Il liceo primo per Scienze applicate: "Attenzione al singolo alunno senza abbassare l’asticella. E si impara da prove ed errori"
Da tre anni di fila il liceo della Comunità Ebraica, dedicato a Federico Jarach, è il migliore liceo scientifico di Milano per l’opzione delle scienze applicate. Ed è la quarta volta in cinque anni che conquista la vetta della classifica di Eduscopio, redatta dalla Fondazione Agnelli sulla base dei risultati degli ex studenti all’università. Accanto al nido, alle scuole primarie e medie, studiano oggi 140 studenti delle superiori. "Abbiamo classi di 18-20 ragazzi: il giusto numero per seguire ciascuno, gestire le fragilità e lavorare bene in gruppo", spiega il preside Marco Camerini, accompagnandoci alla scoperta della scuola dei record e dei suoi laboratori con Dany Maknouz, professoressa di Matematica e Informatica.
"Nelle materie scientifiche si tende a pensare che ci siano studenti “portati“ o meno: non è così e qui lo dimostriamo – sorride la prof –. C’è l’attenzione al singolo, che viene proiettato in avanti senza abbassare l’asticella. Tutti raggiungono gli obiettivi, con i loro tempi, dando il massimo. Si procede per tentativi ed errori, si impara a gestire il fallimento. Le lezioni sono laboratoriali: anche in informatica si inizia programmando, la spiegazione viene dopo". Accanto all’indirizzo scientifico, ci sono l’istituto tecnico delle relazioni internazionali e un’ultima quinta del liceo linguistico, che potrebbe ripartire con le prossime iscrizioni. Si sta studiando anche la creazione di un liceo delle Scienze umane. "Abbiamo un referente per i disturbi dell’apprendimento e previsto un supporto all’orientamento prima che fosse richiesto dal ministero", continua il preside. Pochissimi i bocciati, molti proseguono gli studi all’estero - dagli Stati Uniti a Israele - o nei migliori atenei italiani. La scuola è paritaria. Quasi tutti gli studenti fanno parte della Comunità Ebraica perché sono obbligatorie lezioni di ebraico e di ebraismo: cinque ore in più in un programma già impegnativo. "Credo che imparare l’ebraico, che si legge da destra a sinistra, aiuti anche a sviluppare il pensiero divergente: allena ad avere elasticità così come l’approccio stesso dell’ebraismo, basato su domande". "La nostra è una comunità educante nella comunità. Spesso i ragazzi crescono insieme, già dalle primarie – aggiunge la professoressa Maknouz – ma per permettere loro una maggiore apertura siamo nella rete Ort con altre scuole internazionali, ebraiche e non solo. Organizziamo scambi, iniziative, summer school, partecipiamo a concorsi di divulgazione scientifica".

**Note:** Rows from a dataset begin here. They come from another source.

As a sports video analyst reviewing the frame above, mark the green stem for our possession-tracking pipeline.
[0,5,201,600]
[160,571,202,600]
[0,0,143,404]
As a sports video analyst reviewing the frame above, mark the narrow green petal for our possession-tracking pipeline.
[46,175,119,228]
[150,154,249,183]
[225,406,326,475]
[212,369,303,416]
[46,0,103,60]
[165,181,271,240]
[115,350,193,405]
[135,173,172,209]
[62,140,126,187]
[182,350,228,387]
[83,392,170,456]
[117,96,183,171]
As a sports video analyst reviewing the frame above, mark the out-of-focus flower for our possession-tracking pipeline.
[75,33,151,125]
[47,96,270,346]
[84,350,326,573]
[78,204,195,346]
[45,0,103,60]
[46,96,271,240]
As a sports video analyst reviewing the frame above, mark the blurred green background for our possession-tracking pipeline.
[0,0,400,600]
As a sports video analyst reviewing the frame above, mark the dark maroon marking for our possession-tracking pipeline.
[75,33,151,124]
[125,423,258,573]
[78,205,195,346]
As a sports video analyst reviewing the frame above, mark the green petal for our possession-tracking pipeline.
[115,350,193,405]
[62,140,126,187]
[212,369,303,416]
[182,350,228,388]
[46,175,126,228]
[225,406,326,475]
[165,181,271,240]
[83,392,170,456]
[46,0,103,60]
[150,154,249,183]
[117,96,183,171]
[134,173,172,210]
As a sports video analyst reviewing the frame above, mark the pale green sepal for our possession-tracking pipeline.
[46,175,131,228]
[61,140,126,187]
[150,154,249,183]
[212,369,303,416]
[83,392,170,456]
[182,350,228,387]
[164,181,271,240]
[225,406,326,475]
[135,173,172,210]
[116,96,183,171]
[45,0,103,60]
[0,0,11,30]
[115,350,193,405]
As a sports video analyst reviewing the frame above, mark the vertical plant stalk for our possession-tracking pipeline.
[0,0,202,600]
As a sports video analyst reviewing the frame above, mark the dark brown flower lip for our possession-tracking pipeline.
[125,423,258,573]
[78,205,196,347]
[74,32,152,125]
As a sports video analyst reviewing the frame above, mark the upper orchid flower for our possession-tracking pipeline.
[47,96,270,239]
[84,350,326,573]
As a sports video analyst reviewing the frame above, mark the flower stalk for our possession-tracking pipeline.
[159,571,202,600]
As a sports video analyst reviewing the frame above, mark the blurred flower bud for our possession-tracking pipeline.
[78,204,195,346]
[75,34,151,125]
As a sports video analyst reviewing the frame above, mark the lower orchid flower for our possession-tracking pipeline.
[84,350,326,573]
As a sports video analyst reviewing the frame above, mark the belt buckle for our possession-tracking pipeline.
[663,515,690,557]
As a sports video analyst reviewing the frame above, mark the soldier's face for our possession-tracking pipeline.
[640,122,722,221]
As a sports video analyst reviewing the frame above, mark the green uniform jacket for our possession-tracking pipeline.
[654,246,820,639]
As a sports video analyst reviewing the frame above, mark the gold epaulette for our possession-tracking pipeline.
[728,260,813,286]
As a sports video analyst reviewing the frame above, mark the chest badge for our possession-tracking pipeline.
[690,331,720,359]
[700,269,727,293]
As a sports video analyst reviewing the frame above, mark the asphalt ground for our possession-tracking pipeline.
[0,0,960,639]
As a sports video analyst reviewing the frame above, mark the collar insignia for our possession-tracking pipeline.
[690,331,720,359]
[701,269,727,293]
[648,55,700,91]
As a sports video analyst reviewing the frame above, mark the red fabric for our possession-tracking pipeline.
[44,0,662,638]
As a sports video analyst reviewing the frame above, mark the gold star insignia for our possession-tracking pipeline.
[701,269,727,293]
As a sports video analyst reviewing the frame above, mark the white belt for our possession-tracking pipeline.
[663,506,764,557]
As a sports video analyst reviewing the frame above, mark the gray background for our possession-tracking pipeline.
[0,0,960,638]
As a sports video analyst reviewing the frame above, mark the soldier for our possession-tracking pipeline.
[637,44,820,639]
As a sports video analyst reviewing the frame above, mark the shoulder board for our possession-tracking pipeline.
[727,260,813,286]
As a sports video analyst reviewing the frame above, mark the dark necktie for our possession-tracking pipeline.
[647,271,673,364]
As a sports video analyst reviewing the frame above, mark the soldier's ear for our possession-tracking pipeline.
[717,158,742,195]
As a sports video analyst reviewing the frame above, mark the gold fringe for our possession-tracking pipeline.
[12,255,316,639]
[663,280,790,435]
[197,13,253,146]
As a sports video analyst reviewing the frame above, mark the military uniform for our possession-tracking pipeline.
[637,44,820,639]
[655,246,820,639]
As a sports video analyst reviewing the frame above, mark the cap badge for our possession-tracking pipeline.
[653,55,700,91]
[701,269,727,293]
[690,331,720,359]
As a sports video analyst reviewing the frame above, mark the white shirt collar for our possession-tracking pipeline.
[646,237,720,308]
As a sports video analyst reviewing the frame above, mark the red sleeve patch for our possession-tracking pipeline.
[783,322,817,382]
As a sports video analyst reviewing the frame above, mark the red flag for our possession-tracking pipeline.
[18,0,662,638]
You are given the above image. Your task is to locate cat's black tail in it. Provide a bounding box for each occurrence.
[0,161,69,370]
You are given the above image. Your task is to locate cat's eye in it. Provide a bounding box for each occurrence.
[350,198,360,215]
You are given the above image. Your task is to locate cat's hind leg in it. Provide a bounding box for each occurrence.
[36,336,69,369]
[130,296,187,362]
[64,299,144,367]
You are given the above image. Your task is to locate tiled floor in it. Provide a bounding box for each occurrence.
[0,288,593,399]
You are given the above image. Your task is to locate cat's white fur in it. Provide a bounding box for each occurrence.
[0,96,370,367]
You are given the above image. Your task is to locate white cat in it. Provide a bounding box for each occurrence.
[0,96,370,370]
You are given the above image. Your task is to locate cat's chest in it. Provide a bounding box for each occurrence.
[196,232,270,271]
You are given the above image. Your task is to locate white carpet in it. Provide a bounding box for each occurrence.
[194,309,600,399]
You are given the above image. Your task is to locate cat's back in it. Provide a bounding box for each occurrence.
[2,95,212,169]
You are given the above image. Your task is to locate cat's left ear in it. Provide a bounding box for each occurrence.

Ci sono borse di studio per consentire anche alle famiglie in difficoltà di frequentare la scuola paritaria e progetti di sostegno psicologico che sono stati potenziati dopo la pandemia. I risultati che spiccano quest’anno nella classifica di Eduscopio arrivano proprio dai primi maturandi del Covid: "Non li abbiamo lasciati soli, alla lontananza fisica abbiamo risposto con una vicinanza umana. Senza troppe lezioni frontali, che rischiano di allontanare, facendoli interagire di più". "La pandemia ha fatto da catalizzatore a processi che erano già in corso – sottolinea Camerini –: vediamo anche qui, come a livello nazionale, giovani più fragili che fanno fatica a gestire emozioni, carichi di lavoro, frustrazioni". A questo si è aggiunto il carico massiccio della guerra. A ricordarlo due camionette dei militari affacciate sulla via: c’erano già, sono entrate nella quotidianità degli alunni, ma il livello di allerta è salito. "Tutti i nostri studenti sono stati colpiti dalla situazione, come noi adulti. Abbiamo perso parenti o amici, un nostro ex allievo è stato ucciso durante l’attacco di Hamas – ricorda il preside –. Abbiamo visto crescere le fatiche, gli attacchi di panico, l’insonnia, ma stiamo cercando di dare risposte". È nato così un progetto in collaborazione con un gruppo di ricercatori dell’Università Cattolica, che si occupa di Psicologia dell’Emergenza "per aiutare i ragazzi, le famiglie e gli insegnanti a elaborare quello che hanno visto, sentito, provato", conclude il dirigente, senza dimenticare l’ultima grande prova di accoglienza: "Abbiamo aperto le porte nelle scorse settimane a cinquanta studenti, anche piccolissimi, arrivati da Israele, ora sono quasi tutti rientrati. Un’esperienza che ha dato tanto a tutta la scuola, creando legami forti, che resteranno nel tempo".